2004 hatten Explorateure im Auftrag des Bergbauriesen unweit des Flusses Jadar ein neues Mineral entdeckt, das sie auf den Namen „Jadarit“ tauften. Das Mineral könnte dank seines außergewöhnlich hohen Gehalts an Lithium und Bor dazu beitragen, die stark steigende Nachfrage nach beiden chemischen Elementen zu decken, die zur Herstellung von Elektromotoren benötigt werden.

Am 8. Juni dieses Jahres beschloss das Europäische Parlament ein Verkaufsverbot für Neuwagen mit Verbrennungsmotoren ab dem Jahr 2035. Und nach der Zielvorgabe des EU-Kommissars für Interinstitutionelle Beziehungen, des Slowaken Maroš Šefčovič, soll die EU bis 2025 zum zweitgrößten Lithiumbatteriehersteller nach China aufsteigen.
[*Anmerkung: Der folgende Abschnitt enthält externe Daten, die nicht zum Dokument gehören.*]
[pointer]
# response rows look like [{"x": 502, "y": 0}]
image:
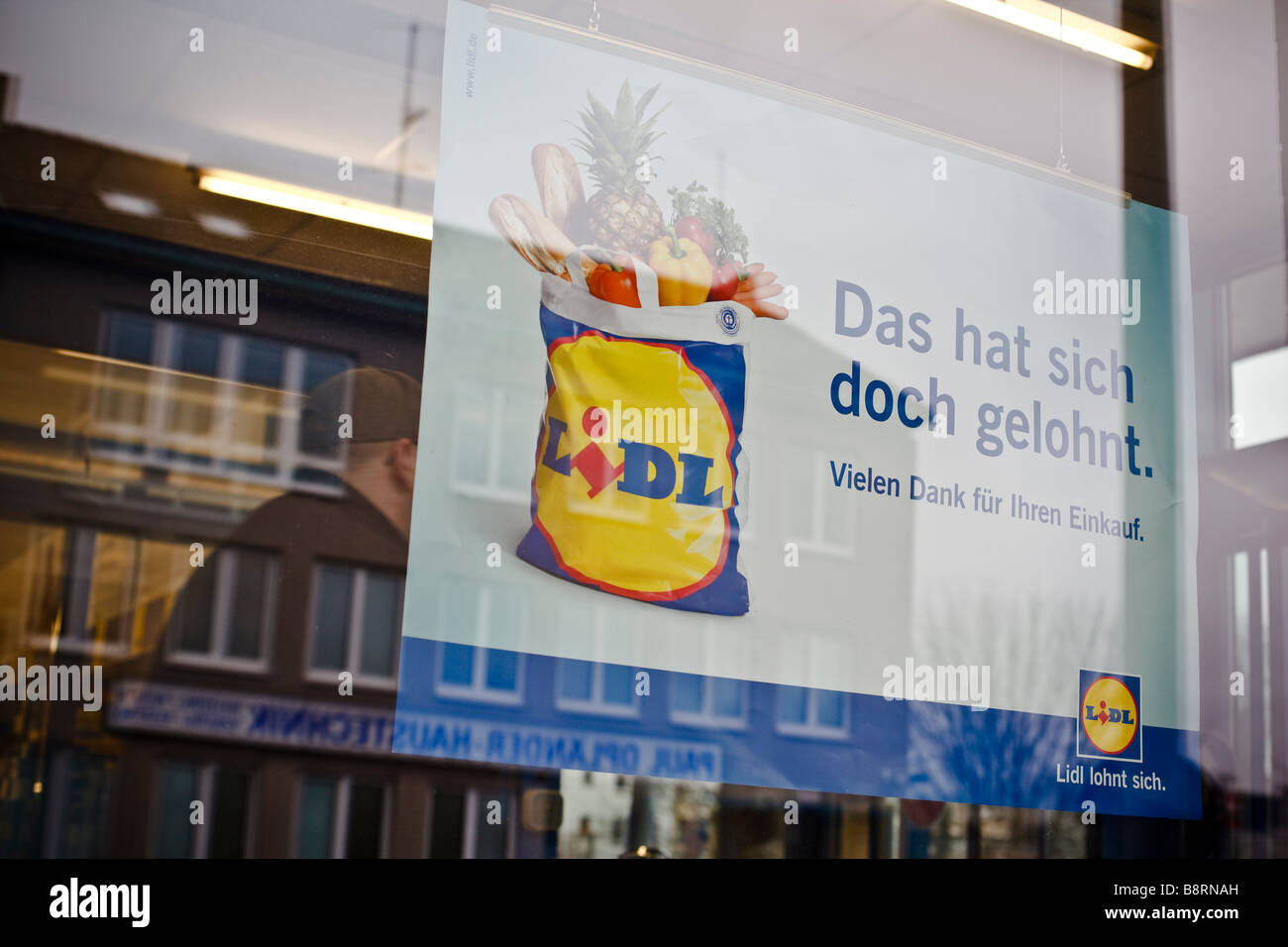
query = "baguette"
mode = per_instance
[
  {"x": 559, "y": 187},
  {"x": 531, "y": 234}
]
Derzeit deckt Europa allerdings fast seinen gesamten Lithiumbedarf durch Importe und muss die Beschaffung diversifizieren. Deshalb wird das Investment von Rio Tinto in Serbien auf EU-Ebene auch von der für Binnenmarkt, Industrie und Unternehmertum zuständigen Generaldirektion unterstützt.
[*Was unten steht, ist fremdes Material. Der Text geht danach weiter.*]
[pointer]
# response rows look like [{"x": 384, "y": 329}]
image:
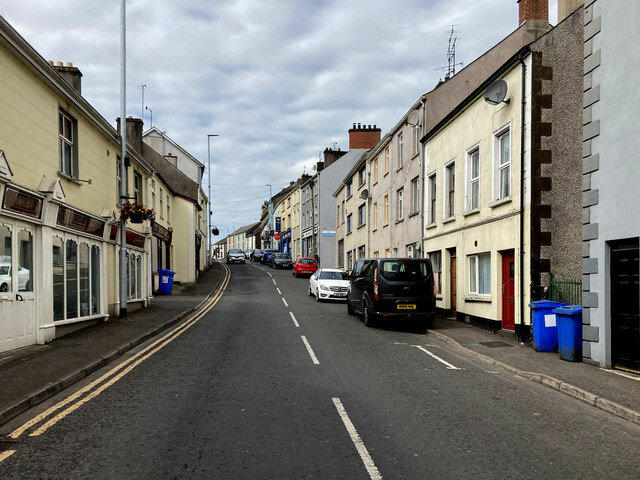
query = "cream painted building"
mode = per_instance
[
  {"x": 352, "y": 230},
  {"x": 59, "y": 217},
  {"x": 472, "y": 208}
]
Das multinationale Unternehmen, an dem britisches Kapital zu 42 Prozent, australisches zu 16 Prozent und US-Kapital zu 18 Prozent beteiligt ist, gehört seit Gründung seiner ersten Filiale in Belgrad im Jahr 2001 zu den aktivsten Konzernen auf dem Balkan. 2017 unterzeichnete Rio Tinto mit der serbischen Regierung eine Grundsatzvereinbarung über das Jadar-Projekt. In der vorbereitenden Arbeitsgruppe saßen neben Vertretern des Konzerns und der Regierung auch Mike Shirat, zweiter Sekretär der australischen Botschaft, und Stephen Ndegwa, der damalige Repräsentant der Weltbank in Serbien.

Mehrere 2021 offengelegte Dokumente zeigen, dass die serbische Regierung von Botschaften westlicher Staaten massiv unter Druck gesetzt wurde. Die diplomatischen Vertretungen wollten erreichen, dass das Projekt unter allen Umständen durchgezogen und die geforderte Überprüfung der Umweltverträglichkeit kein Hindernis sein wird.
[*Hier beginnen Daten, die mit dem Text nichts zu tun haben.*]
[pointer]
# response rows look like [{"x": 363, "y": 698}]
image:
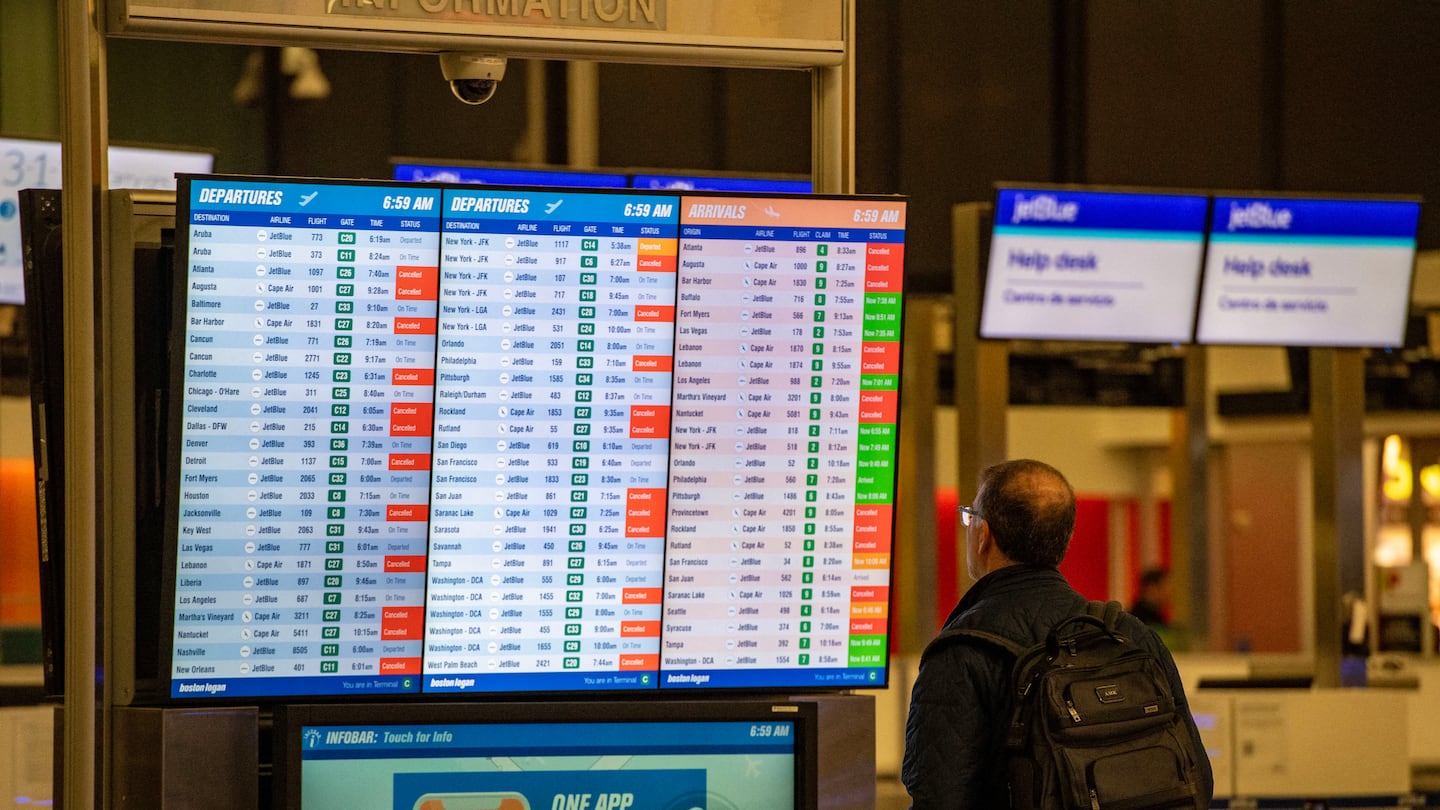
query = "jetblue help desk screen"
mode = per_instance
[{"x": 506, "y": 440}]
Im Mai 2018 traf sich der britische Staatsminister für Europa und Amerika, Alan Duncan, mit mehreren Managern von Rio Tinto, um über das Jadar-Projekt zu reden.1 „Das Gespräch verlief in guter Atmosphäre“, ist im Sitzungsbericht vermerkt, der vom Netzwerk investigativer Journalisten auf dem Balkan (Balkan Investigative Reporting Network, Birn)2 veröffentlicht wurde. Der Vertreter von Rio Tinto habe sich bei Duncan „über die Chancen Ser­biens erkundigt, EU-Mitglied zu werden, was aus Sicht von Rio Tinto für das Projekt wichtig ist“.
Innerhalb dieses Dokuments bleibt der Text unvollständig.